Oracle Business Intelligence and Extraction, Transformation, Loading(ETL) Part 1

1- Introduction to Parallel Execution

Oracle 7.1 introduced parallel query option in 1994. Usually a full scan is a good candidate for parallel query if you are not on I/O bounded system.

Also as percieved you do NOT need more than one CPU in order to use this option, in other words a degree of parallelism greater then the number of cpus on the system.

Consider an index build you read, sort and write. When you are reading, you are not using the CPU so if there were another process sorting that would be great. Likewise when you are sorting, you are not using the disk if someone else could be reading or writing, that would be great.

Parallel execution dramatically reduces response time for data-intensive operations on large databases that are typically associated with decision support systems (DSS) and data warehouses. You can also implement parallel execution on certain types of online transaction processing (OLTP) and hybrid systems. Parallel execution improves processing for:
• Queries requiring large table scans, joins, or partitioned index scans
• Creation of large indexes
• Creation of large tables (including materialized views)
• Bulk inserts, updates, merges, and deletes
• Sorting large volumes of data
You can also use parallel execution to access object types within an Oracle database. For example, you can use parallel execution to access large objects(LOBs).

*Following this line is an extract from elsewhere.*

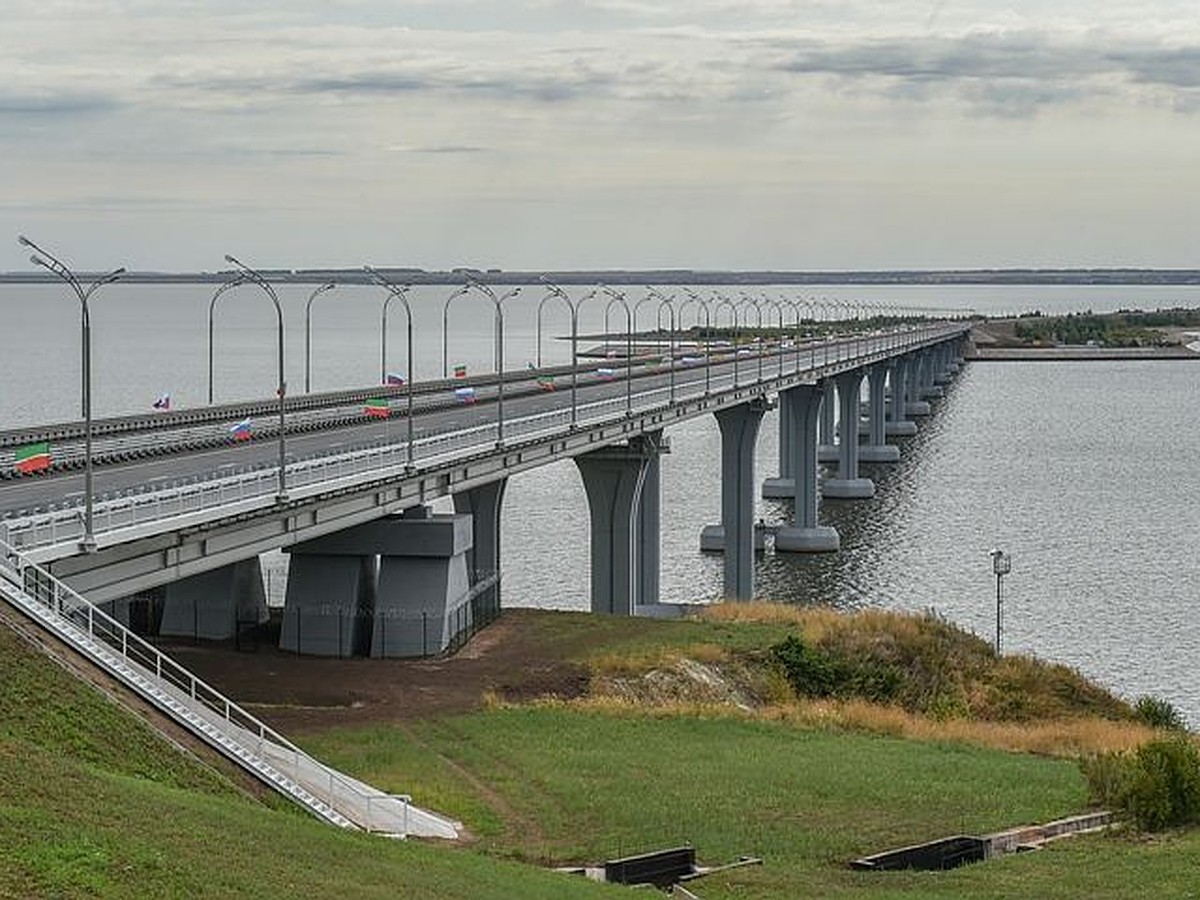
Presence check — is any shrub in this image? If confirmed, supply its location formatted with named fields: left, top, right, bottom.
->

You can use parallel execution for any of the following:
• Access methods: Some examples are table scans, index full scans, and partitioned index range scans.
• Join methods: Some examples are nested loop, sort merge, hash, and star transformation.
• DDL statements: Some examples are CREATE TABLE AS SELECT, CREATE INDEX, REBUILD INDEX, REBUILD INDEX PARTITION, and MOVE/SPLIT/COALESCE PARTITION. You can normally use parallel data definition language (DDL) where you use regular DDL. There are, however, some additional details to consider when designing your database. One important restriction is that parallel DDL cannot be used on tables with object or LOB columns. All of these DDL operations can be performed in NOLOGGING mode for either parallel or serial execution. The CREATE TABLE statement for an index-organized table can be parallelized either with or without an AS SELECT clause. Different parallelism is used for different operations. The Parallel CREATE (PARTITIONED) TABLE… AS SELECT and parallel CREATE (PARTITIONED) INDEX statements run with a degree of parallelism equal to the number of partitions. Parallel operations require accurate statistics to perform optimally.
• DML statements: Some examples are INSERT AS SELECT, updates, deletes, and MERGE operations. Parallel DML (parallel insert, update, merge, and delete) uses parallel execution mechanisms to speed up or scale up large DML operations against large database tables and indexes. You can also use INSERT … SELECT statements to insert rows into multiple tables as part of a single DML statement. You can normally use parallel DML where you use regular DML. Although DML normally includes queries, the term parallel DML refers only to inserts, updates, merges, and deletes done in parallel.
• Miscellaneous SQL operations: Some examples are GROUP BY, NOT IN, SELECT DISTINCT, UNION, UNION ALL, CUBE, and ROLLUP, as well as aggregate and table functions.
• Parallel query: You can parallelize queries and subqueries in SELECT statements, as well as the query portions of DDL statements and DML statements (INSERT, UPDATE, DELETE, and MERGE).
• SQL*Loader: You can parallelize the use of SQL*Loader where large amounts of data are routinely encountered.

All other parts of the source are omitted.